A unified coast guard command is expected to enhance coordination on law enforcement procedures in a multitude of areas that had previously been fragmented and fraught with redundancy, and it should increase the efficacy of policy implementation across these areas. However, the extent of this “unification” is yet to be fully fleshed out, and questions of personnel training, fleet build up, jurisdiction, and other such details are yet to be resolved.

For instance, the question of whether all ships operating under the CCG will be armed is one that many regional experts are watching closely. Prior to the restructure, most vessels across the five agencies were unarmed, with a few exceptions (e.g. old CCG and GAC anti-smuggling units). While there were no visible weapons on the ships that patrolled around the Senkaku/Diaoyu Islands last week, it cannot be ruled out that CCG vessels will be armed in the future (and those vessels which are already armed are likely to remain so).

This is especially the case if China opts to model its coast guard after other regional ones, such as Japan and the United States, which are equipped with small arms. Chinese experts have speculated that the new ships are likely to be similarly equipped with “light weapons” such as water cannons and “light machine guns.” Other sources report that the ships could boast more advanced communication systems and automatic deck guns as well.

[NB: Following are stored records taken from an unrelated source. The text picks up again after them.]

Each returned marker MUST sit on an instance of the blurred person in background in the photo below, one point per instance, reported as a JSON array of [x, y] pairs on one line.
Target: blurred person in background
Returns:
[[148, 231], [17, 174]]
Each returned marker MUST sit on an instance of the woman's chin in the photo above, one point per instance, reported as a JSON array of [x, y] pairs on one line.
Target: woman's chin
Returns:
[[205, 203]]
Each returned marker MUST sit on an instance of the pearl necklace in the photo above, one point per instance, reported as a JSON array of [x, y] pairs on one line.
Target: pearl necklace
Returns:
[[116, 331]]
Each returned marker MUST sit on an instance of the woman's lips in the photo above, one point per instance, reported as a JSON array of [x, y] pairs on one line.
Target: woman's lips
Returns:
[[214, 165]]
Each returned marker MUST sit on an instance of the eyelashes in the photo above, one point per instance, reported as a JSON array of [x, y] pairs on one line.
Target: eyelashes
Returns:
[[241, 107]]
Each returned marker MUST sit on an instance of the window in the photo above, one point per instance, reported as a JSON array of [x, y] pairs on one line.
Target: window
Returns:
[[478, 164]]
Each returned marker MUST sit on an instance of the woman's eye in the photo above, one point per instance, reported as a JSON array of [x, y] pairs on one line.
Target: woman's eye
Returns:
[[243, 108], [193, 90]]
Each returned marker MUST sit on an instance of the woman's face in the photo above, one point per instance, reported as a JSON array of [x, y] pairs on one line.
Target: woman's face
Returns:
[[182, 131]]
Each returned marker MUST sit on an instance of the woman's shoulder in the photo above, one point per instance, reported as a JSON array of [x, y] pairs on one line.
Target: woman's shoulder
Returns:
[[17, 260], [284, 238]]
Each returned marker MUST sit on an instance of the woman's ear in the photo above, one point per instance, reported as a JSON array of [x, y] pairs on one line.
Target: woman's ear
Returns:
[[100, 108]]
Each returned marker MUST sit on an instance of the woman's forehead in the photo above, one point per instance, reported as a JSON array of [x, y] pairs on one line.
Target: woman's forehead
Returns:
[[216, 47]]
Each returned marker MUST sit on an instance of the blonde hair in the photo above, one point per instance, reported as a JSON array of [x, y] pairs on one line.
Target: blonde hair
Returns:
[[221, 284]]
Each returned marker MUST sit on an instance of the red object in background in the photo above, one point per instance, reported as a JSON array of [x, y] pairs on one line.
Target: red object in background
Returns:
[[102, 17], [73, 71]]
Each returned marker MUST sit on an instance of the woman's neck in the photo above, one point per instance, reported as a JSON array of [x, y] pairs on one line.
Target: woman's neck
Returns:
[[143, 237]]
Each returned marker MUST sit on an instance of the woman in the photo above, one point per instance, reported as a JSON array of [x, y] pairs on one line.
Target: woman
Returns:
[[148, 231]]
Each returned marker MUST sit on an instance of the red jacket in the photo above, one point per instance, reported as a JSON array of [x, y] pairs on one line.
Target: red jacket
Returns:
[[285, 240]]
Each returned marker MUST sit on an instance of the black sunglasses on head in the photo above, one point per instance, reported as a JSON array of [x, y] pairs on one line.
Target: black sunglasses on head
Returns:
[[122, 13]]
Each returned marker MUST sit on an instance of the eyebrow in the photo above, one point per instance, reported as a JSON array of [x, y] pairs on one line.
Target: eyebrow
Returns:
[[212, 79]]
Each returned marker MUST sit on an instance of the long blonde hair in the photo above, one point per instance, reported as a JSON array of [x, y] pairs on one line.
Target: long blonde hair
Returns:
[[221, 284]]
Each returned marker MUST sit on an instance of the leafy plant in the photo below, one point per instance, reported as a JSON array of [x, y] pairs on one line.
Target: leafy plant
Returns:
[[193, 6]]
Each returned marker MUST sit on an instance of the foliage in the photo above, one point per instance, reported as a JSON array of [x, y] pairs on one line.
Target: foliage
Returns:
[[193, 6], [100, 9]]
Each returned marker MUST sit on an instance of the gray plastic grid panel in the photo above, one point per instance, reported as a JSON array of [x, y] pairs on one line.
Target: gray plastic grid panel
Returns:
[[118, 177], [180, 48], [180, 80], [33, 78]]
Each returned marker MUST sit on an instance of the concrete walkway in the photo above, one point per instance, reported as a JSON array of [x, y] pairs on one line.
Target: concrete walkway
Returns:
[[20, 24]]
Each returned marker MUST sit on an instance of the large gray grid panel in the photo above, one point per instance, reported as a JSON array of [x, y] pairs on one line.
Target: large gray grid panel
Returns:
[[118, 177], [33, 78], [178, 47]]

Where the CCG will be acquiring its vessels from is another area of uncertainty. The CCG will reportedly incorporate vessels from the five agencies as well as new and repurposed vessels. The new CCG will probably continue the practice of refitting decommissioned PLA Navy or commercial ships, including older frigates and corvettes as well as supply and service ships (such as the submarine rescue vessel given to Fisheries Law Enforcement Command (FLEC) in the South China Sea).